El cabello rubio crema de la niña le llegaba apenas a los hombros, era ligeramente rizado y lo llevaba adornado con varios broches en forma de estrellas en tonos pastel adornaban sus mechones: rosa, anaranjado, amarillo, verde, azul, violeta... Él tan solo se preguntó cómo los broches no hacían ruido cada que ella movía la cabeza. Casi se dijo que ni siquiera su madre hubiese dejado a sus hermanas ir con tantos adornos a la escuela y se preguntó si fue la niña quien se los acomodó todos por su cuenta.

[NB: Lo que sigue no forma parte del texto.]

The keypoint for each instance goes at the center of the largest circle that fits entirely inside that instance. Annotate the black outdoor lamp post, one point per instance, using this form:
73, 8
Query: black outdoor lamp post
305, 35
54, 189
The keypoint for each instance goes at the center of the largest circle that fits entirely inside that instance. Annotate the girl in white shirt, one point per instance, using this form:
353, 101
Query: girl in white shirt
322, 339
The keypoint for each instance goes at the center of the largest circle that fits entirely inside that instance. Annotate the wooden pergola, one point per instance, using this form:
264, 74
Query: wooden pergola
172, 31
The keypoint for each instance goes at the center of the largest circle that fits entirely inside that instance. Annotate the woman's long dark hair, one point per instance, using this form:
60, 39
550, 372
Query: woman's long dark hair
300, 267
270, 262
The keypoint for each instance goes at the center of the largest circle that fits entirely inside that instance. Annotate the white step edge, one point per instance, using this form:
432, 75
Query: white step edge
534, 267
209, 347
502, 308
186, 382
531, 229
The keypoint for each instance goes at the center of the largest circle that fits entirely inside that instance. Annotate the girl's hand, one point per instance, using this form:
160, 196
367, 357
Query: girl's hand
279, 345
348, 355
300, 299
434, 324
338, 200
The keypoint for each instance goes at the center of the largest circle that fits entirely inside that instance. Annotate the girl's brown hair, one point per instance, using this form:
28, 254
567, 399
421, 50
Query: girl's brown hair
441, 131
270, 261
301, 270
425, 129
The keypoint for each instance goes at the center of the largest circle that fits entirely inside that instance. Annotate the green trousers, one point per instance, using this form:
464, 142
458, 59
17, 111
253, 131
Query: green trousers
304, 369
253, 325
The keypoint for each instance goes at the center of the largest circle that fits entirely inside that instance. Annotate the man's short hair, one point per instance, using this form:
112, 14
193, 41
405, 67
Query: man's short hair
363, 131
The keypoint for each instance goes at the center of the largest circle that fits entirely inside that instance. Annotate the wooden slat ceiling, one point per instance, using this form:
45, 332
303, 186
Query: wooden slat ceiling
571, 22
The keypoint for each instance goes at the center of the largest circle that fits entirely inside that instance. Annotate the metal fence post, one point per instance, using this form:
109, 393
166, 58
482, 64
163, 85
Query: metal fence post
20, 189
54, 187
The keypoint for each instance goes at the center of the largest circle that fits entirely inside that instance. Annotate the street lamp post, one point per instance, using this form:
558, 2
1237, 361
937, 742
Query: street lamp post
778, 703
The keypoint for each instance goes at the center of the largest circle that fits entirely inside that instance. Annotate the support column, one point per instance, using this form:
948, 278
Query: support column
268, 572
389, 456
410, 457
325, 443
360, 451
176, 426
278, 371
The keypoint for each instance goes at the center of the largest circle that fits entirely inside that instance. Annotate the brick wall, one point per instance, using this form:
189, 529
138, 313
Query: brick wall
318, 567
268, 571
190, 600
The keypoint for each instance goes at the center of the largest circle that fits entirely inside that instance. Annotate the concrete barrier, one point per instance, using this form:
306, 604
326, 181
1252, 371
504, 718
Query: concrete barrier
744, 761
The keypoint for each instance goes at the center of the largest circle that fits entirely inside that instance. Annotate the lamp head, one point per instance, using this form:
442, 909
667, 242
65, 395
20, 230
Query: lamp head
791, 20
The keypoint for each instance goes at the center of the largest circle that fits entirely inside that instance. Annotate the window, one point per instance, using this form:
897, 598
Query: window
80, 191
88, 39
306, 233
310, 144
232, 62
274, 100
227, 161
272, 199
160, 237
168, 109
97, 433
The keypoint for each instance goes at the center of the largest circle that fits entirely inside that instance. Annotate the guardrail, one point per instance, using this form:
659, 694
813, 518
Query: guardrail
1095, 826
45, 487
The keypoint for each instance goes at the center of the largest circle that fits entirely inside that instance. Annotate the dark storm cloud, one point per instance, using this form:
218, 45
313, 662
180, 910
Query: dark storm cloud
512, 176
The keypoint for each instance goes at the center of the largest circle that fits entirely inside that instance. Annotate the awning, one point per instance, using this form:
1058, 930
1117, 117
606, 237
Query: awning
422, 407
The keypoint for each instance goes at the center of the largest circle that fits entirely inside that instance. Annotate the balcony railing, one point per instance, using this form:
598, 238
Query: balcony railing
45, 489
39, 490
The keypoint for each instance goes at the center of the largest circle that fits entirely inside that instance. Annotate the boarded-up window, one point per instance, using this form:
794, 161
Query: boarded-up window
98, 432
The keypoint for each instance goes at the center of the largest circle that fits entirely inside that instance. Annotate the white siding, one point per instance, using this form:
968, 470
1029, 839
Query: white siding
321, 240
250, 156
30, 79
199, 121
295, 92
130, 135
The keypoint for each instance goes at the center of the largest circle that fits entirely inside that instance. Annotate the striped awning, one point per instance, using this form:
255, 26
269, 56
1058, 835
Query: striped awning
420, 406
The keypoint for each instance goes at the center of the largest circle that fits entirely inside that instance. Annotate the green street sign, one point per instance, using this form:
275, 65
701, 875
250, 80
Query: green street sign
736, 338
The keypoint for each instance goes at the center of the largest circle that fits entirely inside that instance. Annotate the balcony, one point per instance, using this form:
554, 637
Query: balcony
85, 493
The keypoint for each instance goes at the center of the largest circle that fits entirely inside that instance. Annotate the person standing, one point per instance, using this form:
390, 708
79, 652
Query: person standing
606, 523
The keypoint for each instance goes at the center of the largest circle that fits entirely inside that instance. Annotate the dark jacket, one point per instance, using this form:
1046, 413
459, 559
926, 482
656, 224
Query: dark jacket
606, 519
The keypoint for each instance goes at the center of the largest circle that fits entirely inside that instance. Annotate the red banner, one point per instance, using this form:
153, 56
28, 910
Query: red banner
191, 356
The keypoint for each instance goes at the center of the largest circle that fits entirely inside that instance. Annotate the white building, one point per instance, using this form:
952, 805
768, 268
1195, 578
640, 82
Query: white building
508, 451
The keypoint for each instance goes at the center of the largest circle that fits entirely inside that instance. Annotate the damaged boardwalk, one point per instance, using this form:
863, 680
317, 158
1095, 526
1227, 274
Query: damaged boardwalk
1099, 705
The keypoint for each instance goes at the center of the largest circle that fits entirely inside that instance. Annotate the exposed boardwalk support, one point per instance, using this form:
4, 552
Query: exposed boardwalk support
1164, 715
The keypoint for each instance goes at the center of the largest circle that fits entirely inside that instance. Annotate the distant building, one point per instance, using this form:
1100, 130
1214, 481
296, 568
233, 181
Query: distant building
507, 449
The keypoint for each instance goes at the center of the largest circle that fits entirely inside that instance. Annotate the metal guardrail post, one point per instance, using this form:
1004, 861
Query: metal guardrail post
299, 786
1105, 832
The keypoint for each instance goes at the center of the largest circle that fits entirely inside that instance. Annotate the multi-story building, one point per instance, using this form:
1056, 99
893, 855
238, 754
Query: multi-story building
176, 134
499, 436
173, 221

Recordaba que, la última vez que Kirako eligió llevar ese moño enorme, regresó a casa llorando porque unos niños la habían molestado por ello. Sin embargo, esa parecía ser la última de las preocupaciones de la niña en ese momento.
Desde hace rato que tan solo lo miraba. Le miraba con atención, como si intentase ver a través de él, o como esperando que algo sucediera. Ladeaba un poco la cabeza sin abandonar esa expresión de curiosidad que hacía que sus redondos ojos, que eran una mezcla entre fucsia y magenta brillantes, se vieran más grandes.
Sin decir nada, se acercó un poco más y se sentó frente a él.
--No eres aterrador como todos dicen.
--...
--Tú te ves asustado.
--No.
--Entonces, ¿por qué te escondes? - preguntó ella.
Pero no se trató de una pregunta agresiva. Ni una burla. Nada de eso. Los grandes ojos brillantes de la niña le miraban en espera de una respuesta. Realmente quería saberlo... ¿Por qué?
Ahí fue cuando sintió esa especie de disgusto, de aversión extraña en contra de ella. Una sensación que por poco lo hizo levantarse e irse. ¿Por qué? ¿Por qué a él? ¿Por qué esa niña? ¿Por qué ella era así? ¿Por qué de repente él se sentía así?
Debía haber cambiado mucho la expresión de su rostro. Ya ni estaba seguro, pero supo que lo hizo por el cambio de expresión en el rostro de la niña, cuyos grandes ojos de muñeca se abrieron un poco más mientras esa sonrisa rosada en forma de corazón se desvanecía con rapidez. Él bufó ligeramente mientras apartaba la vista, convencido de que ya habría hecho llorar a la niña y no se sentía capaz de ver eso.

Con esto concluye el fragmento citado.